PRINCE ALBERT — Health officials in Prince Albert plan to meet with area day-care providers after a toddler became sick with the same parasites currently plaguing the city’s drinking water supply.

The toddler is the first to test positive for giardia since the parasites were found in the city’s drinking water earlier this month. The city has been under an emergency boil-water order since Feb. 7 after tests confirmed low levels of both giardia and cryptosporidium in the water.

The city had previously issued a boil-water advisory after a broken valve at the Prince Albert water treatment plant caused untreated river water to seep into the main waterline.
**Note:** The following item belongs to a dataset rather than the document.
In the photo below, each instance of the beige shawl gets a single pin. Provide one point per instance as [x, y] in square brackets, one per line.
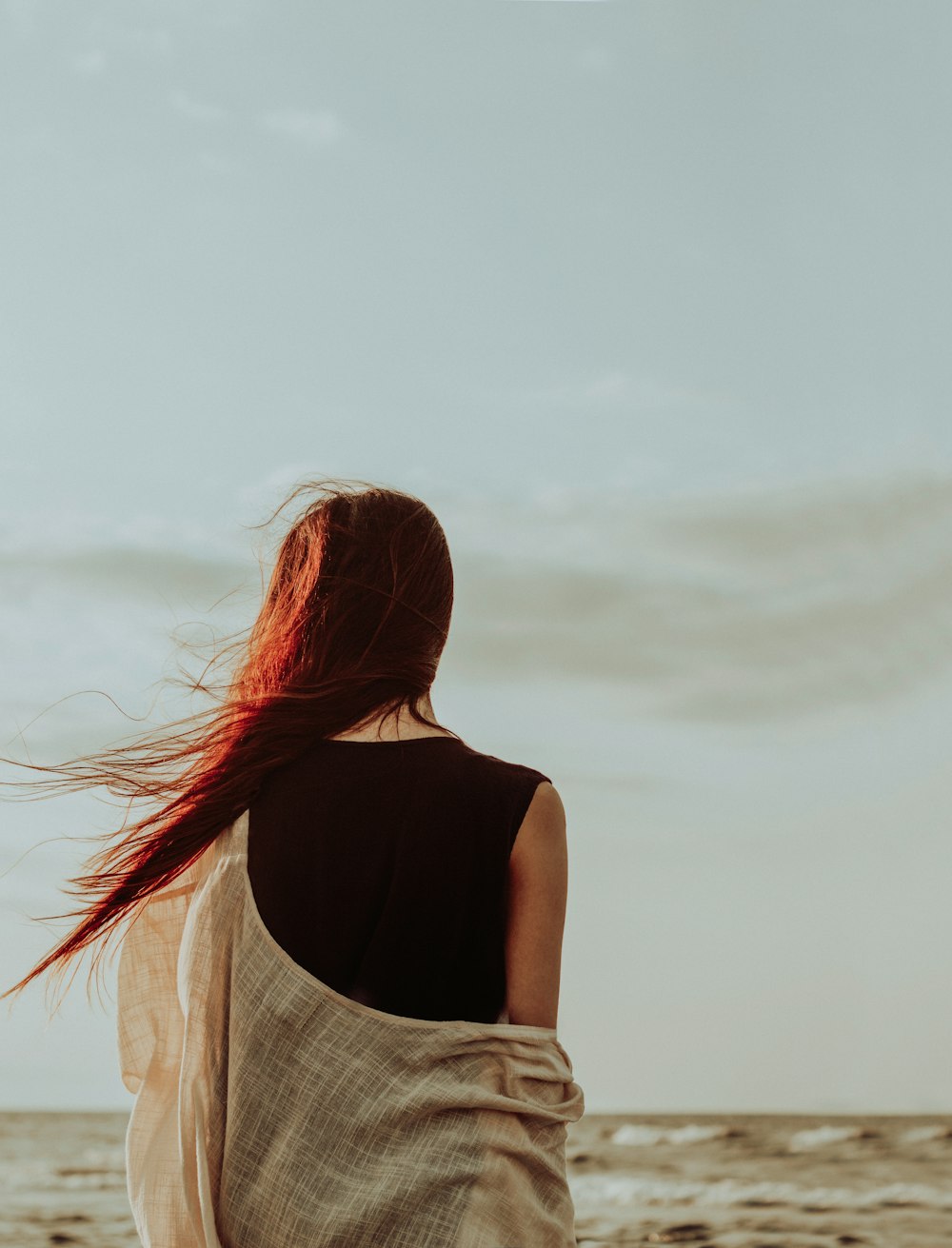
[274, 1112]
Dr. James Irvine, acting medical-health officer for the Prince Albert Parkland Health Region, said Friday that health officials cannot directly link the toddler’s illness to the city’s contaminated water. Still, health officials have talked with a day care the child attended to ensure proper sanitation procedures are being followed and plan to contact other day cares in the city as well.

Giardia is a common parasite in water, Irvine added, and can be found in lakes and rivers, or spread between individuals. It is also possible that some people who have giardia never feel any symptoms, he said.

“It is almost impossible to directly relate it to the water supply,” Irvine said Friday. “There are a variety of different risk factors … so, periodically finding a few cases, it’s not something that we would be concerned with the water supply.”

More than 140 tests have been completed since the boil-water order was issued. There were 120 positive tests for giardia across the province in 2011, Irvine said.

“If we’re doing lots of tests, we’re bound to find some giardia in there,” he said of the recent positive result. “So it’s not unexpected.”

Meanwhile, the city is continuing with a plan to clean local reservoirs and flush water lines. Divers are expected to begin cleaning the city’s two smaller reservoirs on Monday.

Results of testing done earlier this week show no parasites in the water, the city said.

The boil-water order has been causing headaches for local business owners who have been buying bottled water to insure their customers’ safety.

Public health officials visited local businesses to ensure their systems complied with health regulations soon after the order was issued.

David Culbert, the owner and manager at Chicken Chef in Prince Albert said his isn’t the only business that has had to stop providing fountain drinks due to contaminated water. Culbert has been providing canned drinks and bottled water to customers but said the additional stock is costing more.

Culbert says he has already spent several hundred dollars on bottled drinks while canisters of fountain pop sit unused.

“We can’t operate normally … it’s just a headache from a business standpoint,” he said.

“It’s not cost effective by any means.”

Dental offices in the city have also been affected by the boil-water order. Dr. Roger Spink with the East Side Dental Centre, said the office was closed for a day and a half following the boil-water order while dental units were switched to a bottled-water system. Spink estimates the work cost between $1,000 and $2,000.

The dental office has been using several five-gallon bottles of water per week, he said.

“It was just going to be much more economical to change over to bottled water than to close,” Spink added.

The Prince Albert Parkland Health Region has spent more than $10,000 on bottled water since the order was issued, said communications officer Doug Dahl. Health officials say children, seniors or those with compromised immune systems are most at risk of getting sick from contaminated water.

The region has purchased about 400 five-gallon jugs of water, 20 dispensers and more than 11,400 individual bottles of water for patients at the Victoria Hospital and other local health facilities, he said.

The region is also installing a $5,000 multi-barrier filtration system.

The new system will allow the region to use city water for cooking and drinks, Dahl added.